I was invited recently by the Municipal Art Society to do a research project called “Who Pays for the Arts.” The goal is to create a tool using data provided by the Cultural Data Project (CDP) to better understand how arts organizations in New York City make their money. To whit: in order to apply for public funding in NYC, you have to submit lots data points to CDP.
I started digging through the data and the very first question I asked was: What does the distribution curve look like? Given that I’m looking at total 2010 revenues for 723 organizations, and that the whole group all mushed together made $2.5 billion, how many groups are on the high end, how many in the middle, and how many on the low end?
And this is what I found: There are a few cultural organizations that make a lot of money. A LOT of money. And pretty much everyone else doesn’t make that much. As a matter of fact, in the data set that I used, to quote from my project:
The majority of total income went to a small group of very large organizations. Just five organizations (all with annual incomes of more than $100 million) accounted for nearly $1 billion of the total (or 40 percent), and just 40 organizations (all with budgets more than $10 million) accounted for $1.9 billion of the total (or 76 percent). Indeed, average income for all organizations in 2010 was $3.4 million, while the median income was less than $250,000, indicating that all revenue categories were strongly skewed by these very few large organizations.

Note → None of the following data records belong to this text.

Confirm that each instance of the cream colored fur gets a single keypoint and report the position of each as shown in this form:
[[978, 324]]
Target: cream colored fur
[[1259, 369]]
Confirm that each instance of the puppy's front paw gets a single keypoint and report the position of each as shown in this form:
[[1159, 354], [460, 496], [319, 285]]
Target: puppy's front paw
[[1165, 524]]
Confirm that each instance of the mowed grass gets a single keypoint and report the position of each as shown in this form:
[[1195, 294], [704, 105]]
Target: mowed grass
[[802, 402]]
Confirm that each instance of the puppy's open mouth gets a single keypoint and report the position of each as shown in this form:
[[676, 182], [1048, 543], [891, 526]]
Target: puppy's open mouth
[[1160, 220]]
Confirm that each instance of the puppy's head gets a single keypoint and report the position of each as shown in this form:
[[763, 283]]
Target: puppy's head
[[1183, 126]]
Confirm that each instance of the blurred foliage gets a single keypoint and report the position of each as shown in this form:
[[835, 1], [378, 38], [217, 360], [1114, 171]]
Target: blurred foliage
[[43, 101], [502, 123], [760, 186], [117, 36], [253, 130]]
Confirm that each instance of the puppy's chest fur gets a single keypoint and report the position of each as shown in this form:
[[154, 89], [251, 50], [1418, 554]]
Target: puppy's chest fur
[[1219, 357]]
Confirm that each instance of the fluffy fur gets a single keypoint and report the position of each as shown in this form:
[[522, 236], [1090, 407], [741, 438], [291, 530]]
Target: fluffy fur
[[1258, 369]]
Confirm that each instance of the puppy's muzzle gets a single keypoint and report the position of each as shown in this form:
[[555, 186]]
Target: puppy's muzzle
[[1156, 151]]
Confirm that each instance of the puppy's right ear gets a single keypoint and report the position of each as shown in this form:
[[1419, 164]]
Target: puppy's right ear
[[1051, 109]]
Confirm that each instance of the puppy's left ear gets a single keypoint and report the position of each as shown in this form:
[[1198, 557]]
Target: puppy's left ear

It’s long been understood that New York City's cultural landscape is dominated by what’s called the Cultural Institutions Group. These 33 organizations are located in city-owned property and the city heavily subsidizes their operations. It includes many of the biggies that are globally recognized: the Metropolitan Museum of Art, Lincoln Center, the NYC Ballet, Carnegie Hall. But is also includes high quality regional venues like PS1, Snug Harbor, and Wave Hill.
Still, you have to admit it's a pretty sweet deal to have the city kicking in to keep the lights on. Of those top five revenue generating organizations, four are CIG members. What’s more, these four organizations reported a total of $133 million in city support for 2010, or 45 percent of all the city money reported as contributed in the year.
Believe me, this reality has been discussed and debated by folks far more articulate and capable than me. If you ask me, what it boils down to is this: these CIGs (with total annual revenues between $100 and $300 million) do hold some of the finest art in the world, and they have boards and major contributors made up of hugely powerful and influential people. The ability of these institutions to attract world class leaders and talent (and their associated wealth and power) is beyond question. But in a city that prides itself on creative innovation, it’s also clear that up-and-coming artists are being squeezed out by the overall cost of doing business here. The vitality behind new creative engagements drives the future of our “innovation class” (I just made that name up!), and we neglect this part of the creative sector at our peril.
I will be using the research I worked on with the Municipal Art Society to discuss a number of other interesting features of the cultural landscape in NYC, and to articulate some thoughts about how to strengthen this sector overall.